2010-02-07 07:32:56 | 映画(洋画 2006年以降主演男性)
奇才カーティス・ハンソン監督がラップを取り上げる。現役ラッパーのエミネムがデトロイトの貧民街から這い上がっていこうとする姿を描く。8mileとはデトロイトの貧富を分け隔てた場所にある通りのことである。定跡どおり最後にコンテストで盛り上げていく構図だが、単にそれだけにスポットが当てられているだけではない。

デトロイトの貧民街で主人公エミネムの母キムベイシンガーが若いヒモを連れ込み主人公の幼い妹と一緒に暮らしていた。主人公は恋人とも別れトレイラーハウスというキャンピングカーのような家に戻ってきた。
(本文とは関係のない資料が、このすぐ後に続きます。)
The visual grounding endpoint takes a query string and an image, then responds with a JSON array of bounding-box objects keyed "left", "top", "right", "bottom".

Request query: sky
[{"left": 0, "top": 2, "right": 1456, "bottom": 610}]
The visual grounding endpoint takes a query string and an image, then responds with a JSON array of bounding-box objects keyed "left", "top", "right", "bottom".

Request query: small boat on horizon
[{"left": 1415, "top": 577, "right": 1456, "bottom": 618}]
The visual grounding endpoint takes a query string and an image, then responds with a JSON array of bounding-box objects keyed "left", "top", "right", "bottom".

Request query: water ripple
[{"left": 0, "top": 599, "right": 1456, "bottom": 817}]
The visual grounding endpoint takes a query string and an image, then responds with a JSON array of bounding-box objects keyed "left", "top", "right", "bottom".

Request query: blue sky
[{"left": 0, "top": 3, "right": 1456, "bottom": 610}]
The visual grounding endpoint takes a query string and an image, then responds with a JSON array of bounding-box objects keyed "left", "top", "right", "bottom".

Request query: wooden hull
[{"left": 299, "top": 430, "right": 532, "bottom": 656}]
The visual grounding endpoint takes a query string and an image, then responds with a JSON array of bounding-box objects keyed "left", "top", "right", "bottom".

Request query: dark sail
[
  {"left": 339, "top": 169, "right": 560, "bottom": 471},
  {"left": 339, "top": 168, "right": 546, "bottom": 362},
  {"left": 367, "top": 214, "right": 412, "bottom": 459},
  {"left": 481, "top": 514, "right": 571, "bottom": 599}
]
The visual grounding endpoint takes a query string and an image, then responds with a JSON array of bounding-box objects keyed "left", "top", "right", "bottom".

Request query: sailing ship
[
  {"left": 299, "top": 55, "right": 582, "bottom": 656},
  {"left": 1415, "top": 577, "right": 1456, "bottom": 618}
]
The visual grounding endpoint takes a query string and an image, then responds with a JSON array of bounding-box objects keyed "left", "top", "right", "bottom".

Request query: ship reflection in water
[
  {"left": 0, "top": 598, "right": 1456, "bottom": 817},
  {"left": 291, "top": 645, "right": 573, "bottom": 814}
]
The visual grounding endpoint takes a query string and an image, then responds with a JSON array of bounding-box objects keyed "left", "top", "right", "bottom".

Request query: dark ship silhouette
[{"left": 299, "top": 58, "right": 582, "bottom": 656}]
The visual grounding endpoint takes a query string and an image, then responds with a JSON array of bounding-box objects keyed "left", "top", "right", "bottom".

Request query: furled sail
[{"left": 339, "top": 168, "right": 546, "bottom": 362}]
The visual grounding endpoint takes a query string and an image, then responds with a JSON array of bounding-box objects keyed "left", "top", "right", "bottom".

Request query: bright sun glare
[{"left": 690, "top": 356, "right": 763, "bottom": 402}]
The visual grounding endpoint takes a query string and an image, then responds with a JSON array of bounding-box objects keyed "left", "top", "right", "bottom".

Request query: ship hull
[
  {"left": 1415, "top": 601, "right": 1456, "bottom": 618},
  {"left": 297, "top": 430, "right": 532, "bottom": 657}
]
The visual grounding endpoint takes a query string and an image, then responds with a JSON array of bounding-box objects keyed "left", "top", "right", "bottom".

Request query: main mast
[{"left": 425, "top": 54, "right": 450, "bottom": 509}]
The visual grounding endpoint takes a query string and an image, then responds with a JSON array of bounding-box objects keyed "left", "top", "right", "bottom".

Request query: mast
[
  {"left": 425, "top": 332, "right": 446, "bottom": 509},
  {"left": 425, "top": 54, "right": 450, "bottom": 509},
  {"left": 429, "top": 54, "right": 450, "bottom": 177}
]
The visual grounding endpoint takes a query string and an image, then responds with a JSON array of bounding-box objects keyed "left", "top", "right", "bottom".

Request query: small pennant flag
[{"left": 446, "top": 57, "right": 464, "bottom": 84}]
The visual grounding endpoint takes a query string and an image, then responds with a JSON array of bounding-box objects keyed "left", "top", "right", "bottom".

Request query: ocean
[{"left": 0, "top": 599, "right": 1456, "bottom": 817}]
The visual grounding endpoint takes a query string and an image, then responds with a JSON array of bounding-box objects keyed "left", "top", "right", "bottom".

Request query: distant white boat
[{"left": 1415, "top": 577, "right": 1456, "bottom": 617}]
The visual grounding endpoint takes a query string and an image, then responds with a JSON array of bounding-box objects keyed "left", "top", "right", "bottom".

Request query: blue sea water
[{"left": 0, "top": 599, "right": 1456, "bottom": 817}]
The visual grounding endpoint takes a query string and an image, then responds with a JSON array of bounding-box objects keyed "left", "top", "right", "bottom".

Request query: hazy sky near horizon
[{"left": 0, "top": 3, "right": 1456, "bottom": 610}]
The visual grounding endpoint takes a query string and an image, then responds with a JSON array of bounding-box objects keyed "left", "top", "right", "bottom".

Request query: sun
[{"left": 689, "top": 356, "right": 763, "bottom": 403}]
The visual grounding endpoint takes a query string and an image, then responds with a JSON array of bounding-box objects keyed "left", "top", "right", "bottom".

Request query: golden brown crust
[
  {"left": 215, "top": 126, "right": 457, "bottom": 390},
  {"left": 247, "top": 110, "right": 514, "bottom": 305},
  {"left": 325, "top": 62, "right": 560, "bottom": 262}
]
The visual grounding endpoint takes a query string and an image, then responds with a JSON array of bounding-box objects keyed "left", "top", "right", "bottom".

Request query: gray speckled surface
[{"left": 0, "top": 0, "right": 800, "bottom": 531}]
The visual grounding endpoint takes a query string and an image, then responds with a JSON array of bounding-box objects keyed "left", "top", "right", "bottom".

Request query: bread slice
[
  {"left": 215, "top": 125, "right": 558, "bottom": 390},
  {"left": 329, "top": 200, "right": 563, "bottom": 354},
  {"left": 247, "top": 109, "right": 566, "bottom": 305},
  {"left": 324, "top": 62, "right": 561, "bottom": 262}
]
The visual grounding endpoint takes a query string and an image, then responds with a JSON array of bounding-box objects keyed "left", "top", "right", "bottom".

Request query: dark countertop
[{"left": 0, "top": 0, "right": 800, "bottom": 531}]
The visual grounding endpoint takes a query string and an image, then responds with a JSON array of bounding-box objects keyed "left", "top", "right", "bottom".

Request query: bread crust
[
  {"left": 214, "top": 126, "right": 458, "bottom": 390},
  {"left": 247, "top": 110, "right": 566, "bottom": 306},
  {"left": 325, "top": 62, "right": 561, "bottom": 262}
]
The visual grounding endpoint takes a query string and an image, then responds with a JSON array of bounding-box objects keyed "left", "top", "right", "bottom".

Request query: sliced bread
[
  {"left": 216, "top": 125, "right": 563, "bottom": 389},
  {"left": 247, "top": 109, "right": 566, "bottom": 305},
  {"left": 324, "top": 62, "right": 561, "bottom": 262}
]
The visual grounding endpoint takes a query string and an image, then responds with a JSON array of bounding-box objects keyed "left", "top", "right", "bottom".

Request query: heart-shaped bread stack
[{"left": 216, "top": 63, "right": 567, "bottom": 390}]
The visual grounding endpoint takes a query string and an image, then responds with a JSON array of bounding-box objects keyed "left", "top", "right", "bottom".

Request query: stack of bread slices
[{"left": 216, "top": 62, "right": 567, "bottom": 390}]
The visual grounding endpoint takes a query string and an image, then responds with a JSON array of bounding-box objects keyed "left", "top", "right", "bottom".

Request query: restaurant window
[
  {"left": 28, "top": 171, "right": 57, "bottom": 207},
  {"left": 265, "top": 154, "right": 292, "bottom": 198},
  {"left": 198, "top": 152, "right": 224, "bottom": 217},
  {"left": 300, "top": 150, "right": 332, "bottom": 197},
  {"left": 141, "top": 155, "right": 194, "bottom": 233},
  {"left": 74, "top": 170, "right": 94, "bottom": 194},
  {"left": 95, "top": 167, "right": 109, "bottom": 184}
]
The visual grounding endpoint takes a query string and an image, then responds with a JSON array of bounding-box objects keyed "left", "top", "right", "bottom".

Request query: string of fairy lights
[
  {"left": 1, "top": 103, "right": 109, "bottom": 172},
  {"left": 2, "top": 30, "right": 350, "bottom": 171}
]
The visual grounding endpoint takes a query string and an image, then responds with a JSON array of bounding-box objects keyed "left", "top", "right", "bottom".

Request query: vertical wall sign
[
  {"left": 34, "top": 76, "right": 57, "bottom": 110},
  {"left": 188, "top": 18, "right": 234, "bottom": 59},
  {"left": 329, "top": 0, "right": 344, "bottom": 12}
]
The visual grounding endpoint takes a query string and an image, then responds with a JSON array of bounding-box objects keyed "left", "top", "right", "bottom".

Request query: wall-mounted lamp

母キムは酒びたりの自堕落な生活をしていて、若い男におぼれていた。白人の主人公はラップが得意。黒人の4人の仲間とつるんでいた。街のラップバトルに出演するが、相手に圧倒され声も出ずに負けてしまい。会場の若者たちの嘲笑を浴びる。生活のために工場に働きに出る。そんなときに新しいモデル志望の女の子ブリタニー・マーフィーと知り合うが。。。。

そもそもラップは黒人を中心にした音楽。白人がそのリズムをとるのは困難であるというのが全ての前提である。主人公はそういうギャップの中はい上がっていくというのが根本的テーマである。主人公は常に不機嫌そうな顔をしている。同時に何かに挑戦していこうとする目つきをしている。エミネム本人の現実の話もモデルになっているからそういう顔つきがリアルに出るのであろう。リズム取りとうまさのラップのセリフのヴォキャブラリーの深さはなかなかやるなといった印象だ。

主人公の仲間たちがいかにも秩序のなく不道理な連中たちである。黒人だけでなく白人もいる。オンボロ車に乗って街の中をいたずらしまくる。実にハチャメチャで気分が悪くなるくらいだ。お決まりのように対抗勢力がいる。これもまったく同じ類の連中たちだ。「ウェストサイド・ストーリー」にもいたように必ず対比する勢力をもってくるのが映画の定跡である。相手のリーダーは黒人でも金持ちの息子ということにしている。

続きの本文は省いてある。